1.Overlays: Technical indicators that share the same scale as prices are plotted on top of the stock chart. These indicators include moving averages, Bollinger Bands, and Fibonacci lines.
2.Oscillators: Instead of being placed directly on a price chart, technical indicators that oscillate between a minimum and maximum value are plotted either above or below the price chart. Examples of such indicators include the stochastic oscillator, MACD, and RSI. In this article, we will primarily focus on these types of technical indicators.
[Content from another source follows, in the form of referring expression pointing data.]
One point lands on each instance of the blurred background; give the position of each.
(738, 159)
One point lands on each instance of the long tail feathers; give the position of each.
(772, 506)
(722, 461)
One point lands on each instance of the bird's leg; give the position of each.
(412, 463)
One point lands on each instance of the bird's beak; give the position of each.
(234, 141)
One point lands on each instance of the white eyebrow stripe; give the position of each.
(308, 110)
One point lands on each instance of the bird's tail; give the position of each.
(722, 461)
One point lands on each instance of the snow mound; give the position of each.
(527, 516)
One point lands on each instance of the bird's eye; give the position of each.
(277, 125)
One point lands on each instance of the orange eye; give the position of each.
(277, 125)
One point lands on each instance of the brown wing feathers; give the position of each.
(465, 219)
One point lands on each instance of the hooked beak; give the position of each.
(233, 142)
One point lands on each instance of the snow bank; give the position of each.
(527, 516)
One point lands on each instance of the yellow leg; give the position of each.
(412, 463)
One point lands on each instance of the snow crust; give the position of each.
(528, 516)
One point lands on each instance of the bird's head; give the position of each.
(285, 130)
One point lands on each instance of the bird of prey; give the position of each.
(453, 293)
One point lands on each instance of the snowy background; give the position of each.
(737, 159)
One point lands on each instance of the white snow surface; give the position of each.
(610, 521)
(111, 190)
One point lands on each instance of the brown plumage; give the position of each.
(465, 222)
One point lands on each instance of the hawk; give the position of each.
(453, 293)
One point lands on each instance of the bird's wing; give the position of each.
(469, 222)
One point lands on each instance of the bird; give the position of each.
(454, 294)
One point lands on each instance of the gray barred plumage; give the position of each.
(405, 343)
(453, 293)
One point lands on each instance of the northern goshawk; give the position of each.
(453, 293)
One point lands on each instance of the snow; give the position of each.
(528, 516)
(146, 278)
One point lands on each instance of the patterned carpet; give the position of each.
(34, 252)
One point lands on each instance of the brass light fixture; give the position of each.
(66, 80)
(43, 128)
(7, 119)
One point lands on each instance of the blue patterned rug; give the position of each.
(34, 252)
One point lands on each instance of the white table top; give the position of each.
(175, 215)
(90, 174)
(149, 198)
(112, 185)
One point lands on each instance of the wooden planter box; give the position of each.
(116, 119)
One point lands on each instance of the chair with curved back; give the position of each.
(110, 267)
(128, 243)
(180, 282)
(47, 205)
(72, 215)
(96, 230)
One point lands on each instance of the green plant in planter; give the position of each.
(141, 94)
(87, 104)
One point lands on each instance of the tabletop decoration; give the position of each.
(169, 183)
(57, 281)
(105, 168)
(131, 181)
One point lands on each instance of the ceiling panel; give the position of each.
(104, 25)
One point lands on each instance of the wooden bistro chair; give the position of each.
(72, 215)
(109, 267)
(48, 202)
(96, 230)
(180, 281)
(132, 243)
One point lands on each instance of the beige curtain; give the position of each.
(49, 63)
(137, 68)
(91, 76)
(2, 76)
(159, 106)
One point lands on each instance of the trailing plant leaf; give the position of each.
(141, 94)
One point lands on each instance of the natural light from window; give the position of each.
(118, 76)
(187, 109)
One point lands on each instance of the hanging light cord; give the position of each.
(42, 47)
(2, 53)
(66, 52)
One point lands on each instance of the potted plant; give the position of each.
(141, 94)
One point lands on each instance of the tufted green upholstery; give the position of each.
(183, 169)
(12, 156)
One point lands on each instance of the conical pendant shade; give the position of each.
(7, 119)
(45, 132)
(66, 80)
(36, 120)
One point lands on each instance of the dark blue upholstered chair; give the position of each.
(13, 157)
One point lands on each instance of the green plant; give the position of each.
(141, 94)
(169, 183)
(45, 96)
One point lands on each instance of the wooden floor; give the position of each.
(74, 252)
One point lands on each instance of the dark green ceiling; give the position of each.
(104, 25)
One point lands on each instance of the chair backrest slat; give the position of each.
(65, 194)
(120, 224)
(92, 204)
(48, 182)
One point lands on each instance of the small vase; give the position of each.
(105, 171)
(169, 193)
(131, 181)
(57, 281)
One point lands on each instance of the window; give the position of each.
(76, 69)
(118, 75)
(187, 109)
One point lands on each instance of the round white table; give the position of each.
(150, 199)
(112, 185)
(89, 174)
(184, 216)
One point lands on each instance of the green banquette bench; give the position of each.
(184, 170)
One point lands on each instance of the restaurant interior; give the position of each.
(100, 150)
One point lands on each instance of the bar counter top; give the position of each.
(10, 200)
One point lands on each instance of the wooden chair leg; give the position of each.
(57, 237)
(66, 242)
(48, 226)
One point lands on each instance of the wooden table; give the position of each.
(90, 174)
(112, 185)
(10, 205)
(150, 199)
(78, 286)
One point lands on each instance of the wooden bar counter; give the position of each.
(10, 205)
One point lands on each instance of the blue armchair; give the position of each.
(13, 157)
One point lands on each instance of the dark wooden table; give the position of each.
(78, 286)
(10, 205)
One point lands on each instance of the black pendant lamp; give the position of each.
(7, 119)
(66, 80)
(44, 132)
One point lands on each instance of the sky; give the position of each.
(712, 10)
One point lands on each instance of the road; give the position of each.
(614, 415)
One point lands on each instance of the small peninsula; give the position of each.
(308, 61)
Traders often combine multiple technical indicators to analyze a security. With a wide range of options available, traders need to select the indicators that suit them best and understand how they function. Traders may also integrate technical indicators with subjective forms of technical analysis, such as studying chart patterns, to generate trading ideas. Due to their quantitative nature, technical indicators can also be integrated into automated trading systems.
1. On-Balance Volume
Let’s start with the on-balance volume indicator (OBV), which measures the positive and negative flow of volume in a security over time.
The OBV indicator is calculated by keeping a running total of up volume minus down volume. Up volume represents the volume on days when the price of the security increased, while down volume represents the volume on days when the price decreased. Each day, the volume is added or subtracted from the indicator based on whether the price went up or down.
When the OBV is rising, it suggests that buyers are actively participating and driving the price higher. Conversely, when the OBV is falling, it means that selling volume is surpassing buying volume, indicating potential lower prices. In this way, the OBV acts as a tool to confirm the trend. If both the price and OBV are rising, it strengthens the indication of a continued upward trend.
Traders who utilize the OBV also pay attention to divergence. This occurs when the indicator and the price are moving in opposite directions. For instance, if the price is increasing but the OBV is decreasing, it may suggest that the trend lacks strong buyer support and could potentially reverse soon.
2. Accumulation/Distribution Line
One of the commonly used indicators for assessing the flow of money in and out of a security is the accumulation/distribution line (A/D line).
Similar to the on-balance volume indicator (OBV), the A/D line takes into account not only the closing price of the security but also the trading range for the period and where the close is in relation to that range. If a stock ends near its highest point, the indicator assigns more significance to the volume compared to when it closes near the middle of its range. These different calculations mean that the OBV may be more effective in certain situations, while the A/D line may work better in others.
If the A/D line is trending upward, it indicates buying interest as the stock is closing above the midpoint of its range. This confirms an uptrend. Conversely, if the A/D line is declining, it means the price is finishing in the lower portion of its daily range, suggesting negative volume. This confirms a downtrend.
Traders who utilize the A/D line also pay attention to divergence. If the A/D line starts to decline while the price is rising, it signals that the trend may be in jeopardy and could potentially reverse. Similarly, if the price is trending downward and the A/D line begins to rise, it could indicate the possibility of higher prices in the future.
3. Average Directional Index
The average directional index (ADX) is a trend indicator used to assess the strength and momentum of a trend. When the ADX value is above 40, it signifies a high level of directional strength in the trend, whether it is an upward or downward trend based on the direction of the price movement.
If the ADX indicator falls below 20, it suggests a weak or non-trending market with a lack of clear direction.
The ADX is represented by the main line on the indicator, typically displayed in black. Additionally, there are two optional lines known as DI+ and DI-. These lines are commonly colored red and green, respectively. All three lines work together to indicate both the direction and momentum of the trend.
- ADX above 20 and DI+ above DI-: That’s an uptrend.
- ADX above 20 and DI- above DI+: That’s a downtrend.
- ADX below 20 is a weak trend or ranging period, often associated with the DI- and DI+ rapidly crisscrossing each other.